Chinese scientists create parthenogenic mouse
Scientists affiliated with several institutions in China and one in the US have successfully created a fertile mouse derived from a single unfertilized egg. In a paper published in Proceedings of the National Academy of Sciences, they describe how they managed to create a parthenogenic mouse.
Parthenogenesis is the development of embryos from a single unfertilized egg – a “virgin birth”, as some tabloids headlined it. In nature, it occurs in aphids, fish, reptiles, scorpions, mites and some bees—but not in mammals. The offspring are clones which are genetically identical to their mothers.
In mammals, sexual reproduction involves a fusion of male DNA with female DNA, with the resulting offspring having genetic material from both parents. Most of the cells in mammals express copies of genes from both parents—but a few express genes from only the mother or only the father. The researchers took advantage of such exceptions.
Previous attempts at parthenogenesis in mammals have failed, the researchers note, due to genomic imprinting.
They overcame this problem by taking a different approach. Their work involved removing an egg from a mouse and then using CRISPR to edit its genes to mimic the genes a male parent would have contributed during normal fertilization. They then injected an enzyme into the egg to switch on some genes and switch others off to make the genes in the egg resemble those of an egg that has been fertilized by a father.
The researchers implanted several of these modified eggs into a single mouse uterus. All of the pups survived the birth, but only one of them survived to adulthood. And it managed to produce offspring.

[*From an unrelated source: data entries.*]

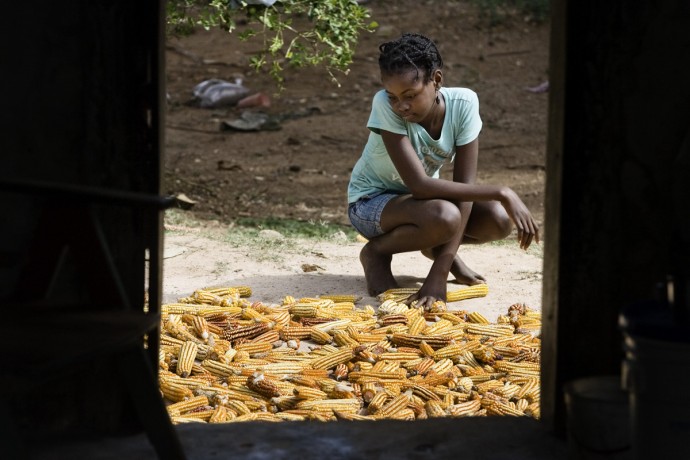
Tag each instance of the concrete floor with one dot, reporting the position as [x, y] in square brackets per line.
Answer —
[490, 438]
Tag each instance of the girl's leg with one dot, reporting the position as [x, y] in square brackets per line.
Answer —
[410, 225]
[488, 221]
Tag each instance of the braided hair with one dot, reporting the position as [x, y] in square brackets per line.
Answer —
[410, 51]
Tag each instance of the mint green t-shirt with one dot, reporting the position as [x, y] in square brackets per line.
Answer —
[374, 172]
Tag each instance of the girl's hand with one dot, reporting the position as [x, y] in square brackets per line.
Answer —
[527, 228]
[433, 289]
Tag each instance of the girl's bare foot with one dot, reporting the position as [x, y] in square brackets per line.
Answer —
[377, 270]
[462, 273]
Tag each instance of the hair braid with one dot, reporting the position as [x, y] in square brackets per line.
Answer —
[410, 51]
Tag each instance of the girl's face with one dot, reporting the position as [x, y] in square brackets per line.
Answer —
[409, 96]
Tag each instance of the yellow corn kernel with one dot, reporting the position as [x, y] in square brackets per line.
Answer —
[434, 409]
[186, 359]
[187, 405]
[341, 297]
[320, 336]
[333, 359]
[301, 392]
[476, 317]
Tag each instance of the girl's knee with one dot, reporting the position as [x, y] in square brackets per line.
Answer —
[504, 226]
[446, 218]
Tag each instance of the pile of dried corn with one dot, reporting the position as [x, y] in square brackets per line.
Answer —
[225, 359]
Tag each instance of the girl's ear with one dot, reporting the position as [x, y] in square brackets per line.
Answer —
[438, 78]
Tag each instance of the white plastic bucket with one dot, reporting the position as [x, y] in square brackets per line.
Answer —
[656, 374]
[598, 422]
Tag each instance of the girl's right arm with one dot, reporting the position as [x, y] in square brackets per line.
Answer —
[423, 187]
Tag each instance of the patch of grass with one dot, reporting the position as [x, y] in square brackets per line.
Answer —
[246, 233]
[511, 242]
[297, 228]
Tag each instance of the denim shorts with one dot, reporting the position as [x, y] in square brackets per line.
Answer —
[365, 213]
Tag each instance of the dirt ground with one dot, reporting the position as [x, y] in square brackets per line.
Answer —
[300, 169]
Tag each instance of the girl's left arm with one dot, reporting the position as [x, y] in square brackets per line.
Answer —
[465, 171]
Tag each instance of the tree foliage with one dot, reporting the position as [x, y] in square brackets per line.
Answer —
[292, 32]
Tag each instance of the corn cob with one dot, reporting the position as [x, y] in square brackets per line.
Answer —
[343, 339]
[295, 332]
[394, 405]
[330, 405]
[220, 415]
[333, 359]
[178, 420]
[246, 332]
[218, 368]
[303, 309]
[476, 317]
[341, 297]
[490, 330]
[187, 405]
[397, 294]
[465, 409]
[392, 318]
[320, 336]
[424, 392]
[424, 366]
[205, 297]
[175, 392]
[333, 325]
[377, 402]
[254, 348]
[414, 340]
[186, 360]
[434, 409]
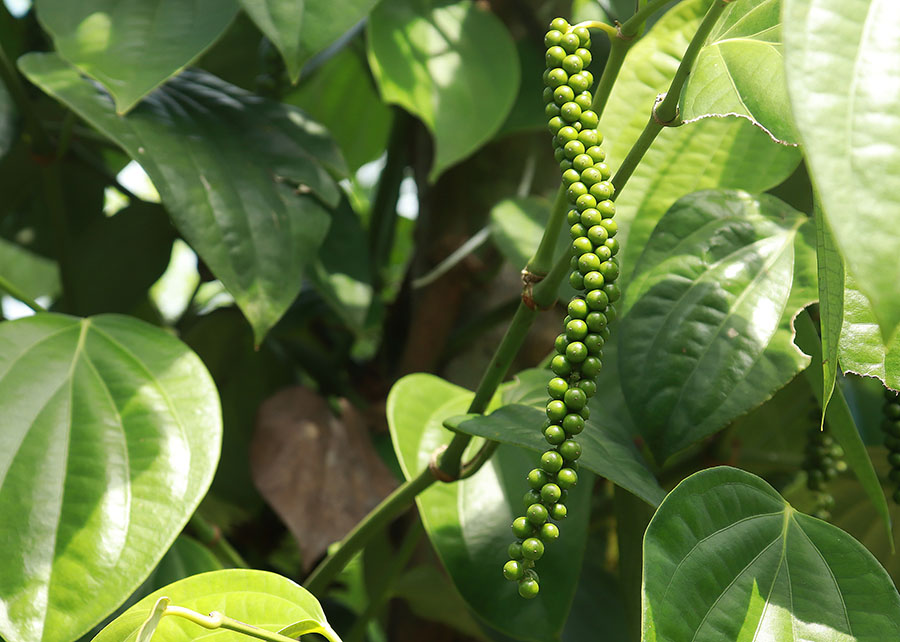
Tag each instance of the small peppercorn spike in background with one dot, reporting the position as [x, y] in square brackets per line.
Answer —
[891, 428]
[576, 147]
[822, 463]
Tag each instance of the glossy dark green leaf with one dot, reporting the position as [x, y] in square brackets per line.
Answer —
[861, 349]
[712, 153]
[452, 64]
[831, 303]
[706, 333]
[133, 46]
[607, 452]
[340, 95]
[843, 83]
[32, 273]
[468, 521]
[740, 71]
[726, 558]
[342, 272]
[226, 164]
[111, 437]
[8, 118]
[116, 260]
[841, 422]
[259, 598]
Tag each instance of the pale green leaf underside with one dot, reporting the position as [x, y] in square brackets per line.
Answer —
[740, 71]
[468, 521]
[727, 153]
[111, 436]
[726, 558]
[225, 163]
[133, 46]
[260, 598]
[707, 327]
[843, 80]
[454, 65]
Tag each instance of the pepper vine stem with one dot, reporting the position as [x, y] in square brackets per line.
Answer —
[665, 110]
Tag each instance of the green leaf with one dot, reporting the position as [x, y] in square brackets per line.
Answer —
[301, 28]
[225, 164]
[8, 121]
[432, 60]
[115, 260]
[843, 95]
[259, 598]
[468, 521]
[608, 452]
[831, 303]
[341, 96]
[841, 423]
[32, 273]
[712, 153]
[707, 327]
[133, 46]
[740, 71]
[860, 348]
[726, 558]
[111, 436]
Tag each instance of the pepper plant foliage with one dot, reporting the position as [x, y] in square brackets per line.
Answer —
[259, 263]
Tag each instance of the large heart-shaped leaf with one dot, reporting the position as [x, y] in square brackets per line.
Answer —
[259, 598]
[843, 82]
[300, 28]
[226, 164]
[726, 558]
[861, 349]
[711, 153]
[706, 333]
[110, 439]
[607, 451]
[429, 58]
[740, 71]
[468, 521]
[133, 46]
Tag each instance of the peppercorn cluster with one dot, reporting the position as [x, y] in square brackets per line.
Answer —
[576, 144]
[823, 460]
[891, 428]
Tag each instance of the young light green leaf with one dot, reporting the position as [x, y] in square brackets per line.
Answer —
[111, 426]
[707, 327]
[608, 452]
[133, 46]
[226, 164]
[468, 521]
[712, 153]
[841, 422]
[259, 598]
[430, 60]
[740, 71]
[831, 303]
[843, 83]
[726, 558]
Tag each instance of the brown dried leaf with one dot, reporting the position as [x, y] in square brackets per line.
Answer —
[318, 471]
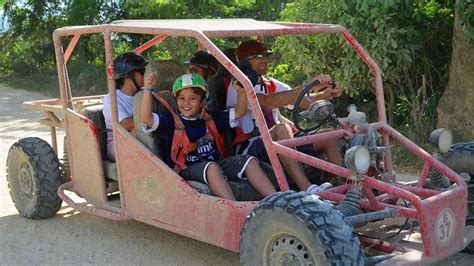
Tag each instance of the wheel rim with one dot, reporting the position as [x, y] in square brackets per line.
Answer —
[26, 179]
[288, 250]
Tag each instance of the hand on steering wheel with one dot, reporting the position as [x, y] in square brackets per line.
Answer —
[319, 111]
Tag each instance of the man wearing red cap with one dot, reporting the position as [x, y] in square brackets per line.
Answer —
[253, 58]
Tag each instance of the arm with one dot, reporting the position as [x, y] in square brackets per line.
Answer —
[284, 98]
[241, 107]
[128, 124]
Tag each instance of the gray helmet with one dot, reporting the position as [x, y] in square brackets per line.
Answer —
[128, 62]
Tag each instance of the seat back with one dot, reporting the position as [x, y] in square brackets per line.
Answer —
[94, 113]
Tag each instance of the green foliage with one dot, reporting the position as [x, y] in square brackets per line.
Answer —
[466, 14]
[401, 36]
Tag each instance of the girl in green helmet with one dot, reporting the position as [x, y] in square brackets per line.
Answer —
[197, 152]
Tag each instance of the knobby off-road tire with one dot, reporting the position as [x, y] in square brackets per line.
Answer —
[295, 228]
[33, 177]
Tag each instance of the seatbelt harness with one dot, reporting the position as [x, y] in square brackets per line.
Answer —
[181, 145]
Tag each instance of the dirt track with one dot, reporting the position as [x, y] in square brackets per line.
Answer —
[72, 237]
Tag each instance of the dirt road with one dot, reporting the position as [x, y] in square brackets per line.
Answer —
[72, 237]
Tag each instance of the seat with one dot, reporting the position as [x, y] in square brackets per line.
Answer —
[242, 189]
[94, 113]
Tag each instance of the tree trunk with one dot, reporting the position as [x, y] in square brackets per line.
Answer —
[456, 106]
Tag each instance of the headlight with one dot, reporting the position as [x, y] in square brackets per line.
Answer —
[357, 159]
[441, 139]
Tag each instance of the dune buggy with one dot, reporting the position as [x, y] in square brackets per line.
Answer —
[284, 228]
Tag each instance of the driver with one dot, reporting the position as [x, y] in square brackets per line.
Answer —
[253, 57]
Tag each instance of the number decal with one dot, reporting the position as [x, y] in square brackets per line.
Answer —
[445, 227]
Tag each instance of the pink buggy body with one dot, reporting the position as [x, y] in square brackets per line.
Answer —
[152, 193]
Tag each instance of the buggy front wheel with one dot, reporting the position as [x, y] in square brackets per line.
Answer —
[295, 228]
[33, 177]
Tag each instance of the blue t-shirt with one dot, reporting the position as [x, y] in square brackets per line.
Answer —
[196, 131]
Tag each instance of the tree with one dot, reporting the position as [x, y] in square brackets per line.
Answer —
[401, 36]
[456, 108]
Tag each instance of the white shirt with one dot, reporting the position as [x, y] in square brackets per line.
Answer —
[246, 123]
[124, 109]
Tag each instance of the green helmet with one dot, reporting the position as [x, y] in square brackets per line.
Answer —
[189, 81]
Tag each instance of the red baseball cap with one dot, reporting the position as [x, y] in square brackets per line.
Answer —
[251, 48]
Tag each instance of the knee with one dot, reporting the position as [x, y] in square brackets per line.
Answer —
[213, 169]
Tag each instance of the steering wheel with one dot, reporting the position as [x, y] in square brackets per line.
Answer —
[316, 115]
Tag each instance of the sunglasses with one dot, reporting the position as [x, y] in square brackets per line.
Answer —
[260, 56]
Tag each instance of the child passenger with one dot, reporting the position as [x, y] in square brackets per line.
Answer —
[197, 151]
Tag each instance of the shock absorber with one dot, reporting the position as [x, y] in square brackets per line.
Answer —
[350, 205]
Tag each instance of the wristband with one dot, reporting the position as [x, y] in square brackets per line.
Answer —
[148, 89]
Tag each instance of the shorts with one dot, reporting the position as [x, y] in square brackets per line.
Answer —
[233, 168]
[256, 148]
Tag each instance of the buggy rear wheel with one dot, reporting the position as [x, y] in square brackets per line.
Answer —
[33, 177]
[295, 228]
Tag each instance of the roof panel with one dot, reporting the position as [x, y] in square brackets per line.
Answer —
[207, 26]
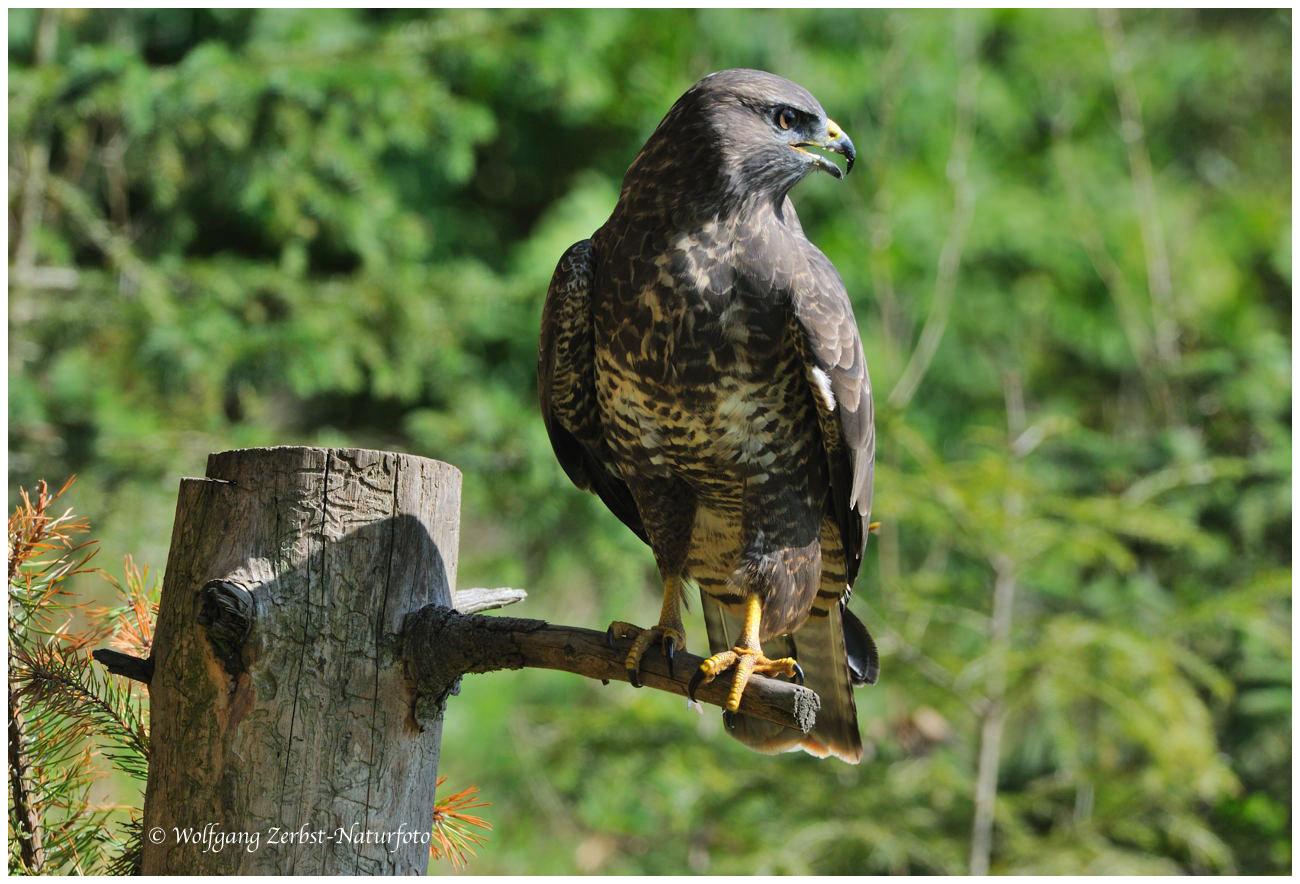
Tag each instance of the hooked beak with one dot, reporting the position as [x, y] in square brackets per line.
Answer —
[835, 141]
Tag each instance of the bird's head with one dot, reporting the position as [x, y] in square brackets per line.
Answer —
[750, 131]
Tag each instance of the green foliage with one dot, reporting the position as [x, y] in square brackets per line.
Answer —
[65, 711]
[1070, 252]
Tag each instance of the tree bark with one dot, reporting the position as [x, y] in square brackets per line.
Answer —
[282, 729]
[442, 645]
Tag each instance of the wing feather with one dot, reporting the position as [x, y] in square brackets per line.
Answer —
[837, 373]
[566, 386]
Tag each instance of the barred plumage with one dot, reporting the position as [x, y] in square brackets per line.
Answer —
[701, 371]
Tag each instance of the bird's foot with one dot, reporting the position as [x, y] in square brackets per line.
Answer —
[672, 640]
[746, 661]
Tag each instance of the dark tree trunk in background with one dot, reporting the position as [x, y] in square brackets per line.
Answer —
[280, 709]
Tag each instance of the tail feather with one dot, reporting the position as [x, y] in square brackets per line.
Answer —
[819, 646]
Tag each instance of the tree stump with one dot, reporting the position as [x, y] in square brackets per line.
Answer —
[282, 736]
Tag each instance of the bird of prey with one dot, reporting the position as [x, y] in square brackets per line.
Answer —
[700, 369]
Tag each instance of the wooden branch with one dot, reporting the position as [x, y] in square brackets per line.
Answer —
[141, 668]
[441, 645]
[472, 601]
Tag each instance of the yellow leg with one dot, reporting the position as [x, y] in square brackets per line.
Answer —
[670, 632]
[746, 657]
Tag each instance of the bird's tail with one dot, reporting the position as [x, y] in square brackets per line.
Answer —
[819, 646]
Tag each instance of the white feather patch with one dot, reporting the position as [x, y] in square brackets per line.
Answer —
[823, 386]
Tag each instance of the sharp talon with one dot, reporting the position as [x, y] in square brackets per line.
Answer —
[694, 683]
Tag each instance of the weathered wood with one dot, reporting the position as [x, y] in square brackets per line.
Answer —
[441, 645]
[472, 601]
[280, 710]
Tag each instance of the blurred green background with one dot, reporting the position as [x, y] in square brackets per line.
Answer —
[1069, 247]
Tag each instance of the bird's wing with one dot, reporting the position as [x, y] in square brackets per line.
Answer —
[566, 385]
[837, 373]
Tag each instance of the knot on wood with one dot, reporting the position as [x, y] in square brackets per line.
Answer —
[226, 611]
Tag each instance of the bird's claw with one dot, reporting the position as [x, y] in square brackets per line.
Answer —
[671, 637]
[696, 680]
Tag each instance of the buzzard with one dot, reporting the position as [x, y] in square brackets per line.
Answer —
[700, 369]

The researchers have concluded that parthenogenesis in mammals is achievable, though they acknowledge much more work is required before it can be used in real-world applications. At the moment it is a difficult and inefficient procedure. They began with 220 unfertilized mouse eggs – with only one surviving to adulthood.
However, they further suggest refinement of the process could lead to applications in agriculture or medicine development.
How about human reproduction?
“I think there are people who will look at this and say, ‘Oh, is this going to replace reproduction? Get rid of men?’ No, it’s not,” Marisa Bartolomei, of the University of Pennsylvania, told The Daily Beast.